Additionally, prior studies suggest an over consumption of high fructose corn syrup (HFCS), primarily in the form of soft-drinks, have contributed to weight gain and the rise in obesity, particularly in children and adolescents. Table sugar (sucrose) and HFCS are the two major dietary sources of fructose. Over the past 40 years, consumption of dietary fructose has increased 1,000% according to Bray et al, and doctors believe it to be a major cause of NAFLD.
Researchers from Duke University studied 341 adults enrolled in the NASH Clinical Research Network who responded to a Block food questionnaire within 3 months of a liver biopsy. Fructose consumption was estimated conservatively by including that found in beverages, which accounts for 50% of dietary fructose intake. Results showed that 27.9% of participants consumed at least 1 fructose-containing beverage per day, 52.5% had 1 to 6 beverages with fructose per week, and 19.7% drank no beverages with fructose.
"In patients with NAFLD, daily fructose ingestion was associated with reduced fatty liver (steatosis), but we found increased fibrosis," noted Manal Abdelmalek, M.D., M.P.H, and lead author of the study. "Further dietary intervention studies are needed to evaluate whether a low-fructose diet improves metabolic disturbances associated with NAFLD and improves patient outcomes for those at risk of disease progression," concluded Dr. Abdelmalek.

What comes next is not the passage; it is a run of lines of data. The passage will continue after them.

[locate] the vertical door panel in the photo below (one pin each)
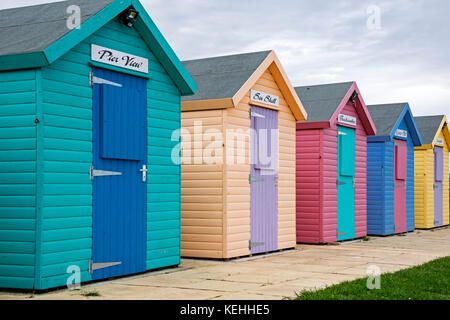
(119, 201)
(400, 168)
(345, 183)
(438, 186)
(264, 180)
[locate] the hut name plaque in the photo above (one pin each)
(119, 59)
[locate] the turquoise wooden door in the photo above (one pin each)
(345, 184)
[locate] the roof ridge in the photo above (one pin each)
(228, 55)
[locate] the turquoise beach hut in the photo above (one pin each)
(88, 187)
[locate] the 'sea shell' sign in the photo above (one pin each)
(119, 59)
(266, 98)
(345, 119)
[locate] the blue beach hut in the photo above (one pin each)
(390, 170)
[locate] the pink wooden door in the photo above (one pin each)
(400, 175)
(438, 186)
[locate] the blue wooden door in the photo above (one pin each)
(263, 180)
(345, 184)
(118, 174)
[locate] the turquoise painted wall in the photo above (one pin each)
(58, 184)
(17, 178)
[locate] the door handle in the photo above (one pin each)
(144, 171)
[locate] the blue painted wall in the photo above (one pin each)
(57, 154)
(380, 177)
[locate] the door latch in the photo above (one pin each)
(144, 171)
(101, 173)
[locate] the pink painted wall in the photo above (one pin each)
(317, 174)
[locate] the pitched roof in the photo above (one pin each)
(385, 116)
(231, 72)
(34, 28)
(428, 127)
(36, 36)
(321, 101)
(224, 81)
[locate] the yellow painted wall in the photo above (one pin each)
(215, 199)
(446, 182)
(424, 191)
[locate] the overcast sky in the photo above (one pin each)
(402, 56)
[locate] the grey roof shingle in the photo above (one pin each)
(35, 28)
(221, 77)
(428, 127)
(321, 101)
(385, 117)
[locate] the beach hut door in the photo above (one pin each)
(345, 184)
(400, 168)
(263, 180)
(438, 186)
(118, 174)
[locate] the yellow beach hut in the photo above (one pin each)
(431, 172)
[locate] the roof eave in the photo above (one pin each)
(313, 125)
(145, 27)
(23, 61)
(212, 104)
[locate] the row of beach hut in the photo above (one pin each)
(117, 158)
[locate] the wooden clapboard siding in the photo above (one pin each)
(360, 173)
(445, 183)
(67, 150)
(237, 215)
(238, 207)
(423, 195)
(18, 99)
(202, 204)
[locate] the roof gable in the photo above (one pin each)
(388, 117)
(224, 81)
(321, 101)
(230, 71)
(325, 102)
(54, 39)
(430, 128)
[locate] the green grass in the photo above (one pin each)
(430, 281)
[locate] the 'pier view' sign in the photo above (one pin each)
(119, 59)
(266, 98)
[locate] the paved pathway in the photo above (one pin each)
(276, 276)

A second fructose study led by Ling-Dong Kong, M.D., from Nanjing University in China investigated the effects of curcumin on fructose-induced hypertriglyceridemia and fatty liver in rats. Curcumin, a compound derived from turmeric (curcuma root), is sold as an herbal supplement and is believed to have anti-inflammatory, anti-tumor, and anti-viral properties. Researchers observed a hyperactivity of hepatic protein tyrosine phosphatase 1B (PTP1B), which is associated with defective insulin and leptin signaling, in fructose-fed rats.

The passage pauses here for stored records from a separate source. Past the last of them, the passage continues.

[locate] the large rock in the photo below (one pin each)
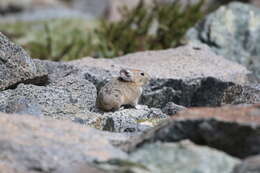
(65, 98)
(190, 75)
(30, 144)
(128, 120)
(183, 157)
(234, 130)
(17, 67)
(234, 32)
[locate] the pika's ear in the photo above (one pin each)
(126, 75)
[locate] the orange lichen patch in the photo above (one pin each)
(241, 114)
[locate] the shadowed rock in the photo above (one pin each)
(235, 130)
(232, 31)
(64, 98)
(44, 145)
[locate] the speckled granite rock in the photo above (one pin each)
(190, 76)
(62, 99)
(17, 67)
(183, 157)
(31, 144)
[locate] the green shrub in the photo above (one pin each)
(158, 26)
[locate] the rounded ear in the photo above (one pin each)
(126, 75)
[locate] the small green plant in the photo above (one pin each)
(159, 27)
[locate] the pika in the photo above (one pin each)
(123, 90)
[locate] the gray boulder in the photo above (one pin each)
(30, 144)
(65, 98)
(232, 31)
(172, 109)
(191, 75)
(128, 120)
(181, 157)
(184, 157)
(17, 67)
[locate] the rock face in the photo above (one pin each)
(234, 130)
(31, 144)
(187, 62)
(64, 98)
(17, 67)
(249, 165)
(190, 76)
(183, 157)
(234, 32)
(128, 120)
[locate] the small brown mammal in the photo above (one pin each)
(124, 90)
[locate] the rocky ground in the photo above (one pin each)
(200, 112)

For the first time this study demonstrated that curcumin inhibited hepatic PTP1B expression and activity in fructose-fed rats. "Our results provide novel insights into the potential therapeutic mechanisms of curcumin on fructose-induced hepatic steatosis associated with insulin and leptin resistance," said Dr. Kong.
These studies indicate modifying risks such as smoking and fructose consumption offer potential benefits for those with liver diseases. Further studies are needed to explore these benefits in preventing the progression of liver disease.